Herman Cain’s murky 9-9-9 tax plan
Herman Cain’s 9-9-9 plan would probably be seen as just another cockamamie tax scheme were it not for his surprising ascendance to front-runner ranks in the Republican Party primary.
Yet one of the more interesting questions raised by the plan hasn’t gotten much attention: What accounts for the enduring popularity of such tax nostrums, when they never pencil out?
Cain’s proposal, which purportedly would replace today’s federal tax code with a flat 9% personal income tax, a flat 9% corporate tax and a flat 9% national sales tax, has the surface appeal of an advertising slogan.

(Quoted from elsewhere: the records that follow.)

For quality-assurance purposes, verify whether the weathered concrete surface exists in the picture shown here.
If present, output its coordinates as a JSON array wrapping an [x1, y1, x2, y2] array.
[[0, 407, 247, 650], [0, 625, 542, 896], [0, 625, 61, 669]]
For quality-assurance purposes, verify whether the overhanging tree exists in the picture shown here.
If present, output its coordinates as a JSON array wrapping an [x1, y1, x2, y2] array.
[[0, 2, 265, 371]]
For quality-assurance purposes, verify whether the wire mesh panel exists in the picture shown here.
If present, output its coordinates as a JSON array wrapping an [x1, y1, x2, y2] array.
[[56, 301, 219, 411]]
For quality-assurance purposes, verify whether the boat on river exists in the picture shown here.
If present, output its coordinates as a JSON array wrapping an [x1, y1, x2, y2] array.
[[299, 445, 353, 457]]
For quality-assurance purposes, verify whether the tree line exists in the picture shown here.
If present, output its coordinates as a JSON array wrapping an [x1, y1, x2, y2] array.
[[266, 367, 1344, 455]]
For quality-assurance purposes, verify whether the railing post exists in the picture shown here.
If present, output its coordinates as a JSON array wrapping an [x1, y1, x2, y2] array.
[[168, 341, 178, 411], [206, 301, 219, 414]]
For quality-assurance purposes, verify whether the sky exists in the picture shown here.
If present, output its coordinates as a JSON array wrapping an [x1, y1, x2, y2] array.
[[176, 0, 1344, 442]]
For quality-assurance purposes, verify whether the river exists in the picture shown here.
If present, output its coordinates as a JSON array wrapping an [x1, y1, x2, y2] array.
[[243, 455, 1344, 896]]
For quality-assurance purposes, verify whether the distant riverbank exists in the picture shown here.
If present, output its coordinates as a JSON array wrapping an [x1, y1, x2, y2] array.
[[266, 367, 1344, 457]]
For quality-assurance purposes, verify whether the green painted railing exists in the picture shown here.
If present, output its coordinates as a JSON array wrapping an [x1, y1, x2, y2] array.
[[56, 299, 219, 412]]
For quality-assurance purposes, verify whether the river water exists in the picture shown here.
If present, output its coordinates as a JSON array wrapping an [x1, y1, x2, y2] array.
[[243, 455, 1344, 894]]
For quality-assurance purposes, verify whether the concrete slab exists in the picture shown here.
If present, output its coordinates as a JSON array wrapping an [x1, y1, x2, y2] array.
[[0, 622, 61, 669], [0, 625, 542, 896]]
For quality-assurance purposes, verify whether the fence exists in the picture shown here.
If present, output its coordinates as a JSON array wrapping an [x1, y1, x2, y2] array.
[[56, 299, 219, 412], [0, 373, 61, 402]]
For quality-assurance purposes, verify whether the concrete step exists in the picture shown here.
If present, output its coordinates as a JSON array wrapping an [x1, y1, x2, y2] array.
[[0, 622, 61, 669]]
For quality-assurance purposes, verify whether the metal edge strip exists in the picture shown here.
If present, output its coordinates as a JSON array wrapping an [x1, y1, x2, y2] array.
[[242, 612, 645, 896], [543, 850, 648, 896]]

He maintains it would be “fair” and “simple,” get the government “out of our pockets,” allow for the abolition of the IRS and create a huge surge in economic growth.
There’s reason to be skeptical about these claims, because every tax scheme mooted during a political campaign makes the same promises, and none ever seems to be rooted in political or economic realities here on planet Earth. One feature they all share, as it happens, is their murkiness, and 9-9-9 is no exception.
“Almost all of these visionary tax proposals leave out details you really want to know,” observes Joseph Bankman, a tax policy expert at Stanford Law School. He says these schemes play on people’s fear of taxes and on the complexity of the tax code — but that it’s a long way to get from there to the idea that everybody paying the same percentage of income to the tax man is necessarily “fair.”
Let’s take a quick historical tour. In the 1930s, Louisiana’s Democratic Sen. Huey Long tried to make himself a presidential contender on the strength of his “Share Our Wealth” program, which would tax out of existence all income over $1 million and wealth over $3 million.
The revenue thus raised would be spent on what the historian Arthur Schlesinger Jr. dismissed uncharitably as “a hillbilly’s paradise” — guaranteeing every family $2,000 in annual income and a $5,000 “homestead” grant, along with old-age pensions and free college educations. Long finessed questions about his plan’s shaky economic foundation mostly by refusing to answer them.
During the same era, a nationwide movement advocated funding old-age pensions from a tax on every transaction in the economy (the movement’s spread helped scare Congress into passing Social Security), and in California the Socialist author Upton Sinclair ran for governor by proposing to “end poverty in California” — his platform was known as “EPIC” — by replacing the sales tax and most property taxes with an income tax pitched at the wealthy and a sharp increase in the inheritance tax. The revenue raised by the new taxes would be a fraction of the old. Anyway, Sinclair almost won.
In the 1990s, the Big Idea was the Flat Tax, promoted by the presidential campaigns of magazine executive Steve Forbes. The Forbes plan derived from a program cooked up by two Hoover Institution fellows, Robert E. Hall and Alvin Rabushka. Their idea was to replace the multiple brackets and deductions of the tax code with a straight 19% levy.
As Bankman observed in 1995, even as Hall and Rabushka were claiming that their tax was “the fairest tax of all” because it treated all income earners pretty much the same, they acknowledged that it would be “a tremendous boon to the economic elite from the start.”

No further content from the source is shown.